"We were bullied in the set-pieces."
Those were the damning words of Norwich manager Daniel Farke as his visiting side lost a crucial battle of the basement against Southampton.
Teemu Pukki netted during an improved second half showing from the Canaries but a duo of set-piece strikes from the hosts, who had already scored 33% of their campaign's goals from such positions, proved costly for Norwich.
But could Farke have better prepared his side to deal with the impending threat from the Saints?
Zonal marking opens opportunities
Whilst Farke is correct to suggest his side "were bullied in the set-pieces," his decision to deploy zonal marking was hardly convincing, particularly at the mercy of James Ward-Prowse's dead ball specialism.
Southampton, a side that have now scored more goals than all but Liverpool and Bournemouth from corners and free-kicks.
The negative of zonal marking is any delivery with pinpoint accuracy will, more than likely, pick out the target of the cross. Considering Danny Ings had scored in three successive games, striking eight times in his last nine, allowing him to ghost between two defenders was hardly a wise move.
On the occasion that the delivery falls short of the target, any clearance could also reach an unmarked opponent.
This was the case for Ryan Bertrand's goal and could have proved a costly intervention again when Pierre-Emile Højbjerg tested Tom Krul from range with the scraps of another Ward-Prowse set-piece.

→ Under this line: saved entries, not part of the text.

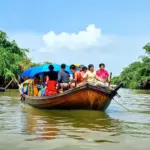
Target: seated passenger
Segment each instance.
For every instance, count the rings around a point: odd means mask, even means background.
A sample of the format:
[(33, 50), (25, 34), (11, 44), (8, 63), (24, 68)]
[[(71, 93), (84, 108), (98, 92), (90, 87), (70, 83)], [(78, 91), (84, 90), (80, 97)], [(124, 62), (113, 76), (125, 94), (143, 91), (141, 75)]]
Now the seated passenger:
[(87, 82), (93, 85), (96, 85), (97, 81), (103, 84), (103, 80), (96, 75), (96, 72), (94, 71), (94, 65), (92, 64), (88, 66), (88, 71), (83, 75), (83, 78), (87, 79)]
[[(81, 72), (81, 76), (82, 76), (82, 79), (83, 79), (83, 81), (82, 81), (83, 84), (87, 83), (87, 78), (84, 78), (84, 74), (85, 74), (86, 72), (87, 72), (87, 67), (84, 66), (84, 67), (82, 68), (82, 72)], [(83, 85), (83, 84), (82, 84), (82, 85)]]
[(54, 71), (53, 65), (49, 65), (49, 72), (46, 74), (46, 91), (45, 96), (50, 96), (57, 93), (57, 75), (58, 73)]
[(58, 89), (60, 87), (60, 93), (63, 92), (63, 90), (69, 89), (69, 81), (70, 81), (70, 75), (69, 72), (65, 70), (66, 65), (61, 65), (61, 71), (58, 73)]
[(53, 65), (49, 65), (49, 72), (46, 72), (44, 75), (46, 77), (46, 82), (49, 80), (53, 80), (56, 81), (57, 77), (58, 77), (58, 73), (56, 71), (54, 71), (54, 66)]
[(23, 94), (33, 96), (33, 79), (27, 78), (21, 85)]
[(82, 68), (82, 71), (81, 71), (81, 76), (82, 76), (82, 78), (83, 78), (83, 75), (85, 74), (87, 72), (87, 67), (83, 67)]
[(96, 71), (96, 75), (100, 78), (103, 79), (103, 82), (106, 84), (106, 85), (109, 85), (110, 83), (110, 75), (108, 73), (107, 70), (105, 70), (105, 64), (99, 64), (99, 70)]
[(40, 84), (40, 76), (35, 75), (34, 80), (28, 78), (25, 82), (22, 83), (23, 89), (22, 92), (29, 96), (38, 96), (38, 85)]
[(79, 71), (80, 71), (80, 72), (82, 72), (83, 67), (84, 67), (84, 65), (80, 65), (80, 66), (79, 66)]
[(25, 95), (28, 95), (28, 87), (29, 87), (29, 85), (26, 84), (26, 83), (24, 83), (24, 84), (22, 85), (22, 87), (21, 87), (21, 93), (22, 93), (22, 94), (25, 94)]
[(40, 85), (40, 76), (35, 75), (33, 81), (33, 96), (39, 96), (38, 85)]
[(42, 83), (42, 85), (38, 85), (39, 93), (38, 96), (45, 96), (45, 85)]
[(83, 81), (83, 79), (82, 79), (82, 76), (81, 76), (81, 72), (76, 70), (75, 65), (71, 65), (70, 70), (73, 73), (73, 82), (71, 83), (71, 88), (74, 88), (78, 84), (80, 84)]

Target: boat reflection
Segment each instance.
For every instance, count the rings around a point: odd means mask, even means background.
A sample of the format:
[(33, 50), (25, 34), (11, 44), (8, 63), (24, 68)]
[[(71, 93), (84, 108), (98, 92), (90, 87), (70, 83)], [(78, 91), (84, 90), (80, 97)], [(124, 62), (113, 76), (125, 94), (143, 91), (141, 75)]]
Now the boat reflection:
[(23, 110), (26, 112), (24, 132), (36, 136), (28, 140), (52, 140), (58, 134), (56, 121), (42, 113), (31, 108)]
[(59, 111), (23, 108), (26, 115), (25, 132), (36, 136), (32, 140), (52, 140), (60, 137), (83, 139), (90, 131), (115, 132), (119, 121), (99, 111)]

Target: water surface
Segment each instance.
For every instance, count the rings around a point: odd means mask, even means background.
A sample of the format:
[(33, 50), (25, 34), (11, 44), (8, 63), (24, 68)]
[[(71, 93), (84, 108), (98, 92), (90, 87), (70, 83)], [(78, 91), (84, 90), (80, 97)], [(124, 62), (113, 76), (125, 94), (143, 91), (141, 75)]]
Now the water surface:
[(0, 150), (150, 150), (150, 91), (121, 89), (106, 112), (38, 110), (0, 93)]

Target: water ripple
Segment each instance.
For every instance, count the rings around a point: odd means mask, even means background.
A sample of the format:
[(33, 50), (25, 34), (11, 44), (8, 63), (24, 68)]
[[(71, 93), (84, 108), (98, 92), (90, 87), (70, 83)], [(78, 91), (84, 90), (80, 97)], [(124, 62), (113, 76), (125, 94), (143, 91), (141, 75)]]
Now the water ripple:
[[(3, 144), (0, 144), (4, 145), (3, 138), (7, 139), (7, 135), (18, 137), (18, 141), (23, 138), (22, 142), (59, 141), (56, 147), (65, 147), (68, 141), (74, 148), (80, 145), (80, 149), (150, 138), (150, 94), (127, 89), (119, 93), (122, 97), (115, 99), (132, 112), (114, 101), (106, 112), (38, 110), (22, 105), (15, 92), (11, 96), (3, 94), (0, 96), (0, 134), (3, 135), (0, 141)], [(12, 140), (15, 143), (15, 138)]]

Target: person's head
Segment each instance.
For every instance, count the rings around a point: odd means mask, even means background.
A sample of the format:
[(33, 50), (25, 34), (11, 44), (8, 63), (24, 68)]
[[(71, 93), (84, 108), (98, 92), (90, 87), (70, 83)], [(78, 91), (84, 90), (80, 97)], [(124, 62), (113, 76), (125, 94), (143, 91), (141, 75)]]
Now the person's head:
[(25, 80), (28, 80), (28, 79), (30, 79), (30, 77), (25, 77)]
[(82, 71), (83, 71), (83, 72), (86, 72), (86, 71), (87, 71), (87, 67), (84, 66), (84, 67), (82, 68)]
[(53, 70), (54, 70), (54, 66), (53, 66), (53, 65), (49, 65), (48, 68), (49, 68), (50, 71), (53, 71)]
[(94, 71), (94, 65), (93, 65), (93, 64), (89, 64), (88, 70), (89, 70), (89, 71)]
[(71, 65), (70, 66), (70, 70), (72, 73), (74, 73), (76, 71), (76, 66), (75, 65)]
[(36, 75), (34, 76), (34, 80), (40, 80), (40, 76), (39, 76), (38, 74), (36, 74)]
[(84, 65), (80, 65), (79, 66), (79, 71), (82, 71), (82, 68), (84, 67)]
[(61, 69), (65, 70), (66, 69), (66, 64), (61, 64)]
[(104, 70), (105, 69), (105, 64), (103, 64), (103, 63), (99, 64), (99, 68), (100, 68), (100, 70)]

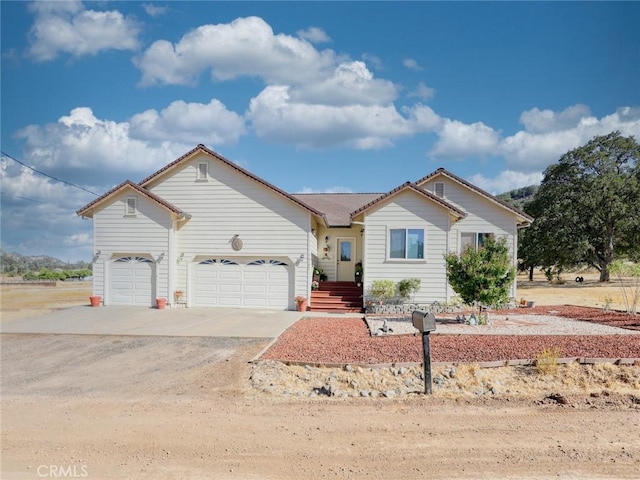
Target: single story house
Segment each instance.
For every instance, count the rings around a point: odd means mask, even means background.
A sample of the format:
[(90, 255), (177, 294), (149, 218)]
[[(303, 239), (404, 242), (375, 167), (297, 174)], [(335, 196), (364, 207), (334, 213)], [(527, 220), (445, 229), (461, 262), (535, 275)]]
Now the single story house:
[(448, 301), (445, 253), (503, 236), (515, 265), (518, 229), (532, 221), (443, 168), (386, 193), (290, 194), (204, 145), (77, 214), (93, 219), (93, 293), (104, 305), (283, 310), (298, 296), (340, 310), (312, 295), (314, 267), (328, 290), (353, 287), (363, 267), (364, 292), (343, 307), (361, 308), (378, 279), (417, 277), (416, 302)]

Saints flood the wide areas
In contrast, Ralph Hasenhuttl deployed his troops to nulify the threat from wide areas that Norwich pose through the likes of Max Aarons, Todd Cantwell and Onel Hernandez.
Southampton attempted 37 tackles and Norwich lost the ball 38 times - 26 of those in wide areas and 17 turnovers at the feet of Hernandez and Aarons.
Using a high press, the hosts were content with shifting their players across the pitch, even dragging their central midfielders into wide areas to support the likes of Nathan Redmond and Moussa Djenepo.
Captain and central midfielder Højbjerg made 8 tackles, all in the left third of the pitch. Such was the effectiveness of the Southampton tactic that Norwich only attempted seven crosses, completing just three, as Hernandez in particular struggled, losing the ball once every four times he had a touch.
Lack of attacking support until late in the day
Perhaps even more concerning was that Norwich just had one solitary effort in the first 45 minutes, failing to register a strike on target until the second half.
A lack of inspiration and hunger from the start?
Whilst Pukki's strike in the second half was well taken, after a sublime Alex Tettey through-ball which was one of the very few moments that Norwich unlocked a tight Southampton defence, it wasn't until injury time that they had a real onslaught on goal as they finally allowed more players to push forward.
Emi Buendia and Sam Byram both had golden opportunities to equalise, both formulated from moves created in wide areas.